この写真の解説から入れば、これはもちろん単行本の『の、すべて』であり、そこに3枚の付箋が貼ってある。これはランダムに貼ったのではない。1枚めは〈第二楽章〉の起点に、2枚めは〈第三楽章〉の起点に、そして3枚めが〈第四楽章〉のやはり始点(となる扉ページ)に貼られている。注意してほしいのは、それぞれの付箋間の厚みである。表紙から最初の付箋までが、この『の、すべて』という小説の〈第一楽章〉のボリュームに相当する。最後の、つまり第3の付箋から裏表紙までが、この長篇小説の〈第四楽章〉のボリュームに当たっている。

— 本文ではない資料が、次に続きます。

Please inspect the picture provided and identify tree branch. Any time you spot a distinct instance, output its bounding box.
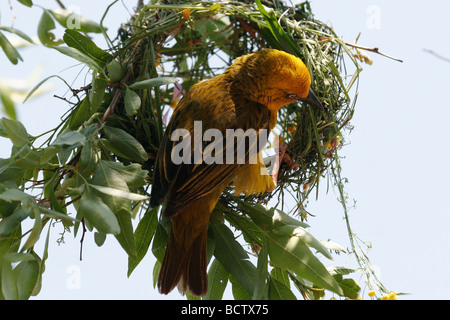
[344,41,403,62]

実物(の本)が手もとにある人は確認してほしいのだが、〈第一楽章〉と〈第四楽章〉の分量はいっしょだ。かつ、じつは〈第二楽章〉と〈第三楽章〉のボリュームもそうだ。ほぼ揃っている。この写真の、第1の付箋から第2の付箋までの厚みと、第2のそれから最後の、第3の付箋までのそれの幅で確認することもできると思う。つまり「長い第一楽章がある」「短い第二楽章がある」「短い第三楽章がある」「長い第四楽章がある」が、たった2種類の厚み=長短というので実践、実現されている。

そもそも小説作品なのに、目次ページに「第一楽章『恋愛』」「第二楽章『疫病』」「第三楽章『英雄』」「第四楽章『神典』」とあることは異常である。いいや、異常とは言い過ぎであって、ここは「異様である」と形容すべきか。著者の私はいったい何をしたかったのか? 私は、楽章ごとに長音階(長調)か短音階(短調)かを変えたかった。すなわちメジャーかマイナーかに、ということであり、楽章(ムーブメント)ごとの基調となる感情、それをきちんと整えたかった。いま言った感情とは「物語を駆動するもの」であって文体とも直結している。それをきちんとチューニングして、かつ『の、すべて』という長篇小説のその楽章が〈第一〉から〈第二〉、〈第二〉から〈第三〉……と進むごとに変化する、それもガラッと変わることをちゃんと成したかった。

この本の帯には、「……長篇1001枚」とある。帯文は出版社の担当編集者が作成するのだけれども、1001枚との数に偽りはない。この『の、すべて』は真に1001枚で、それが〈第一〉から〈第四〉までの楽章に分割される(し、よっつが統合されて巨大な本篇を成している)。